The state recount commission tossed out White's first dismissal motion for not specifying how he believes Democrats failed to comply with the law on contested elections. Attorney David Brooks filed a five-page supplement 23 minutes before the commission's noon Monday deadline to try again.
"While I believe that it was clear which statutes we were talking about...the commission wanted it to be crystal-clear and exact," Brooks says.
The revised version references the clause in question 11 times, and contends Democrats failed to offer a "specific statutory requirement" White does not meet.
State Democratic Chairman Dan Parker argues Democratic nominee Vop Osili, who lost to White 57-37%, should take office instead of his Republican rival because White is ineligible to serve.
Parker claims White is ineligible to take office because he registered to vote at the wrong address.
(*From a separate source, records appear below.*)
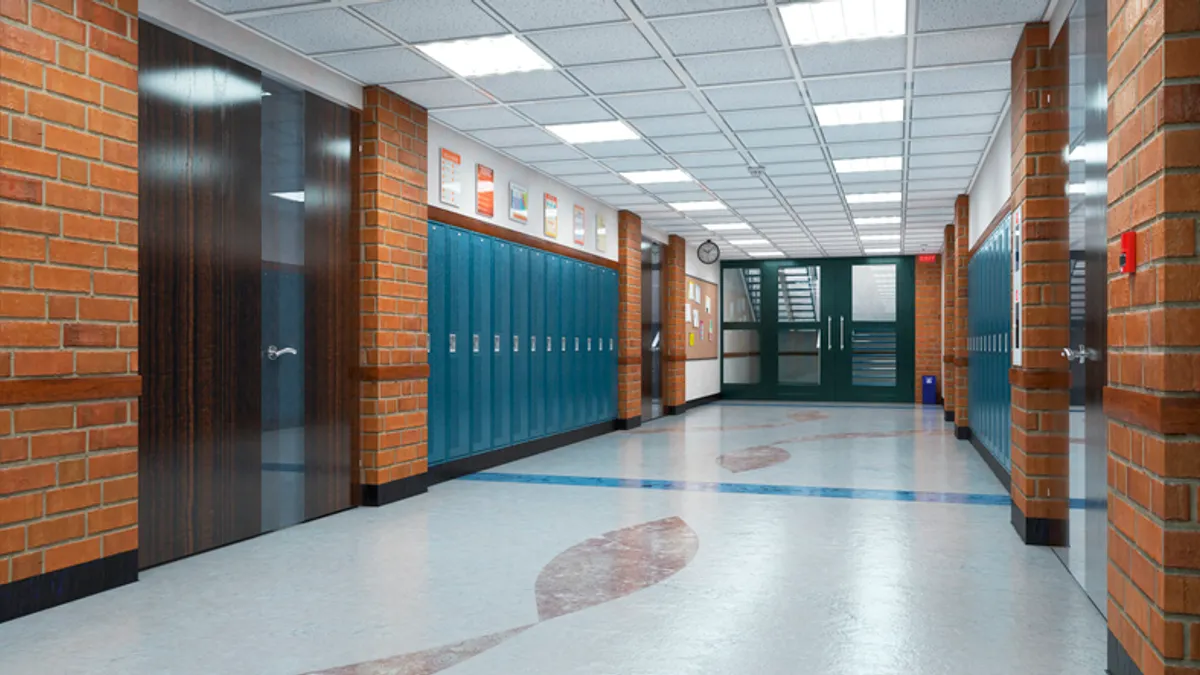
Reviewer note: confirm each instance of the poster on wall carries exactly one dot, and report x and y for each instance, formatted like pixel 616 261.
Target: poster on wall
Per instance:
pixel 451 177
pixel 580 225
pixel 551 216
pixel 485 191
pixel 519 203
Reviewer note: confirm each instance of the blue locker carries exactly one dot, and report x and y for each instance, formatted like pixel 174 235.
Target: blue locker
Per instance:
pixel 481 344
pixel 520 344
pixel 437 344
pixel 553 352
pixel 501 345
pixel 459 358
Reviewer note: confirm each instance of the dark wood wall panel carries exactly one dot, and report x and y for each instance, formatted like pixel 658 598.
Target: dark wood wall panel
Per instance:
pixel 331 309
pixel 199 287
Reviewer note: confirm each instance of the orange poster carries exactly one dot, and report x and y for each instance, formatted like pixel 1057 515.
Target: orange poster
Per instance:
pixel 485 191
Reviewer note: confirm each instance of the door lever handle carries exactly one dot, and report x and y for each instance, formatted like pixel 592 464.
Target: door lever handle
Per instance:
pixel 274 352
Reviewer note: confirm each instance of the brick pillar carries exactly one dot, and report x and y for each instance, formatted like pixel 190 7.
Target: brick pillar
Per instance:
pixel 961 257
pixel 1152 399
pixel 393 230
pixel 949 298
pixel 69 286
pixel 629 321
pixel 928 321
pixel 1042 380
pixel 675 329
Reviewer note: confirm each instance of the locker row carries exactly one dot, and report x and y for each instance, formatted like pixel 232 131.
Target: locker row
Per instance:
pixel 522 344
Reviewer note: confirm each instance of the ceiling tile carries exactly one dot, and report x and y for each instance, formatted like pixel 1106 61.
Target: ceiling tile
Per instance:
pixel 718 33
pixel 377 66
pixel 967 46
pixel 843 58
pixel 324 30
pixel 429 21
pixel 631 76
pixel 533 15
pixel 951 105
pixel 738 66
pixel 649 105
pixel 858 88
pixel 568 111
pixel 593 45
pixel 439 93
pixel 743 97
pixel 528 85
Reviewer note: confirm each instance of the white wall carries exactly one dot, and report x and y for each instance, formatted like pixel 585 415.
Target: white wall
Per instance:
pixel 508 171
pixel 994 184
Brooks says that's a misstatement of the law, which requires only that candidates be registered in the district they intend to serve -- in White's case, the entire state.
Democrats also claim White is ineligible because of a special prosecutor's investigation of whether White committed a felony by voting in the primary from what opponents say was the wrong address. Brooks calls that claim "frivolous," since White has yet to be charged with anything, much less convicted.
And Brooks says it's too late to challenge a candidate's eligibility when the election's already over. He points to the Indiana Supreme Court's rejection of a similar post-election challenge to the victory of Terre Haute Mayor Duke Bennett.
Once the election is over, the court ruled, a winning candidate is no longer a candidate, but the officeholder-elect.
The recount commission meets Sunday in Mount Vernon to retally the ballots in Republican Wendy McNamara's disputed eight-vote victory over Democrat Bob Deig for a state House seat. It's unclear whether the commission will take up White's motion then, or schedule a separate hearing.